Cette subjectivité peut laisser penser que la protection de l’image est réservée à une minorité dont l’essentiel des revenus provient de la commercialisation de son image.
L’évaluation par le juge du préjudice subi par celui ou celle dont l’image, dans l’intimité de la vie privée, est atteinte, va porter principalement sur le préjudice moral subi, bien qu’un préjudice matériel puisse exister.
Ainsi, une riche héritière prise en photographie à son insu et sans son autorisation, alors qu’elle participait à une manifestation en 1968, dont l’image a fait la une d’un journal à la même époque, a de ce fait perdu son héritage. Elle a attaqué le journal et a évalué son préjudice à l’aune de l’héritage escompté.
Les gens célèbres peuvent apparaître comme les utilisateurs privilégiés de l’article 9 du Code civil, usage matérialisant la rançon de la gloire. Cependant, les personnages publics ne sont pas obligatoirement avantagés par leur notoriété, comme on pourrait facilement le penser. En effet, celle-ci peut entraîner une réduction de la sphère de la vie privée, et l’attitude de la victime célèbre jouera alors aux yeux du juge un rôle primordial.
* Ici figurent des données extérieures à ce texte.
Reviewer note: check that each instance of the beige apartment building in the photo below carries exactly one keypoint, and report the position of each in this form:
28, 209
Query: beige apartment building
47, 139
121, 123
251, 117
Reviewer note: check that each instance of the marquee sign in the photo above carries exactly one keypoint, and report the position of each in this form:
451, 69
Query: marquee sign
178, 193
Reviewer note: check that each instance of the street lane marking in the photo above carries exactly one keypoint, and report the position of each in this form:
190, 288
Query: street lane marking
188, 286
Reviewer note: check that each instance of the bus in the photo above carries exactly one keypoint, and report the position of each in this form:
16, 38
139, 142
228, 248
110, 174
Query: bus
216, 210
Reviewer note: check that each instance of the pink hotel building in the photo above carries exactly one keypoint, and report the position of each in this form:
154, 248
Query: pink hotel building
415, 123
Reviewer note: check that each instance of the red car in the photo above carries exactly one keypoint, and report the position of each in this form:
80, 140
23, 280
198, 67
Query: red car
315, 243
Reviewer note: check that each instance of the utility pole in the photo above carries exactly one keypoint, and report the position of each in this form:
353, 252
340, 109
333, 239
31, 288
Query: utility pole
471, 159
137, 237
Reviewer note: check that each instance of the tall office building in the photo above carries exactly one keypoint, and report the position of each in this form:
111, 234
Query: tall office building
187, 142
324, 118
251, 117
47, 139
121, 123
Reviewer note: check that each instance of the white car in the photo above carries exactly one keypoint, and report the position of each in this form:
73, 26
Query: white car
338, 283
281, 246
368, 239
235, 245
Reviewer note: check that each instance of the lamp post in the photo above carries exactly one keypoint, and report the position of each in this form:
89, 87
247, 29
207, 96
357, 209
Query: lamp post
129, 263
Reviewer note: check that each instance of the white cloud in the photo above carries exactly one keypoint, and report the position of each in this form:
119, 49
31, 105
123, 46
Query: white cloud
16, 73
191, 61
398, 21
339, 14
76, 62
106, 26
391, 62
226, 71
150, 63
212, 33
S’il ne suffit pas d’être dans la rue pour être dans sa vie publique, il ne suffit pas non plus d’être dans sa maison ou son bureau pour être dans sa vie privée, dans son intimité.
Les hommes politiques voient, au nom du droit à l’information (Loi du 1 er juillet 1881 modifiée dite Loi sur la liberté de la presse), la captation de leur image autorisée dès lors qu’ils sont dans l’exercice de leurs fonctions, qu’ils prononcent un discours, que cette captation soit effectuée dans les lieux publics ou dans des lieux dits privés.
La captation et la diffusion de l’image d’un couple d’amoureux célèbres dans la rue, a fortiori si leur relation est secrète ou inconnue de leurs conjoints respectifs, sans leur autorisation, relève du viol de leur vie privée. Mais s’ils se tiennent par la main lors d’une fête sur la Côte d’Azur, sachant qu’ils sont exposés aux objectifs de journalistes, même sans autorisation, la diffusion de leur image ne portera pas préjudice. Il en est de même pour un couple d’animateurs vedettes de chaînes de télévision commerciales dont les photographies de la vie privée, publiées avec leur autorisation par un journal, sont à nouveau publiées par un autre journal quelques temps après sans leur autorisation. Le second journal n’est pas fautif, les prétendues victimes ayant déjà autorisé que deviennent publics quelques moments de leur intimité.
Le juge doit donc dans ces cas d’exploitation de l’image de célébrités concilier en permanence deux principes fondamentaux, le droit au respect de la vie privée et le droit à l’information. En effet, compte tenu des sommes accordées par la juridiction judiciaire au titre des dommages et intérêts, certains peuvent avoir envie de mener une véritable politique de contrôle de leur image, afin de se créer des rentes rémunératrices, parfois incompatibles avec le droit à l’information.
Peut-on, cependant, au nom de ce dernier principe tout se permettre ? Tout n’est-il pas information ? Que devient le droit du journaliste d’investigation face au droit au respect de l’intimité de la vie privée ?
La loi Guigou de 2000 (loi n° 2000-516 du 15 juin 2000 renforçant la protection de la présomption d'innocence et les droits des victimes modifiée par la loi no 2002-307 du 4 mars 2002) a tranché pour certains cas délicats concernant les victimes d’attentat et les personnes engagées dans des procédures judiciaires et présumées innocentes en amendant la loi de 1881 sur la liberté de la presse.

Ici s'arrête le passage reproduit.